Determine the perimeter of the right triangle.

$\begin{matrix} a = 5, c = 13 \\ a^{2} + b^{2} = c^{2} & P = a + b + c \\ b = \sqrt{c^{2} - a^{2}} & P = 5 + 12 + 13 \\ b = \sqrt{13^{2} - 5^{2}} \\ b = 12 \end{matrix}$

30 units

Note

You are encouraged to show your work, even if you notice this Pythagorean triple.

Determine the area of the triangle. Round to the nearest hundredth.

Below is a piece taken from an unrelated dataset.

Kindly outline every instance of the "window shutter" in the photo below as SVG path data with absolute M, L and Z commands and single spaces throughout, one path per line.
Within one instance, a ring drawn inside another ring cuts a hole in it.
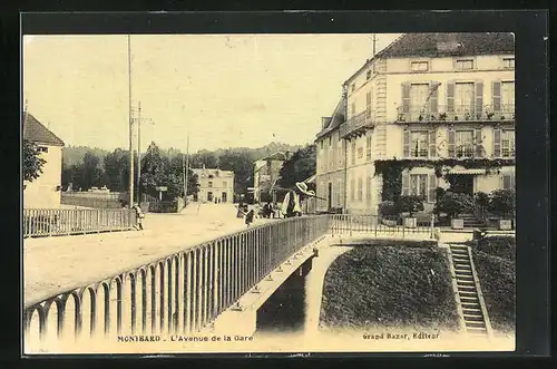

$\begin{matrix} b = 8, c = 13 \\ a^{2} + b^{2} = c^{2} & b = 8, h = 10.25 \\ a = \sqrt{c^{2} - b^{2}} & A = \frac{1}{2} b h \\ a = \sqrt{13^{2} - 8^{2}} & A = \frac{1}{2} (8) (10.25) \\ a = 10.25 \end{matrix}$

41 square units

Determine the value of Q and R.
${(7 x + 1)}^{2} = 49 x^{2} + Q x + R$

$(7 x + 1) (7 x + 1) = 49 x^{2} + Q x + R 49 x^{2} + 14 x + 1 = 49 x^{2} + Q x + R \begin{matrix} 14 x = Q x & 1 = R \end{matrix}$

$Q = 14, R = 1$

Determine the value of n.
${(2 x - n)}^{2} = 4 x^{2} - 36 x + 81$

$\begin{array}{rcl} (2 x - n) (2 x - n) & = & 4 x^{2} - 36 x + 81 \\ 4 x^{2} - 4 x n - n^{2} & = & 4 x^{2} - 36 x + 81 \\ n^{2} & = & 81 \\ n & = & \pm 9 \end{array}$

$n = 9$

Note

The value must be $n = 9,$ because –9 would make the middle term positive.

Note

Problem 5–6

The rules for simplifying square roots are only true when the radicand is positive. Therefore, $\sqrt{- 1} = i$ must be completed in the first step.

Simplify.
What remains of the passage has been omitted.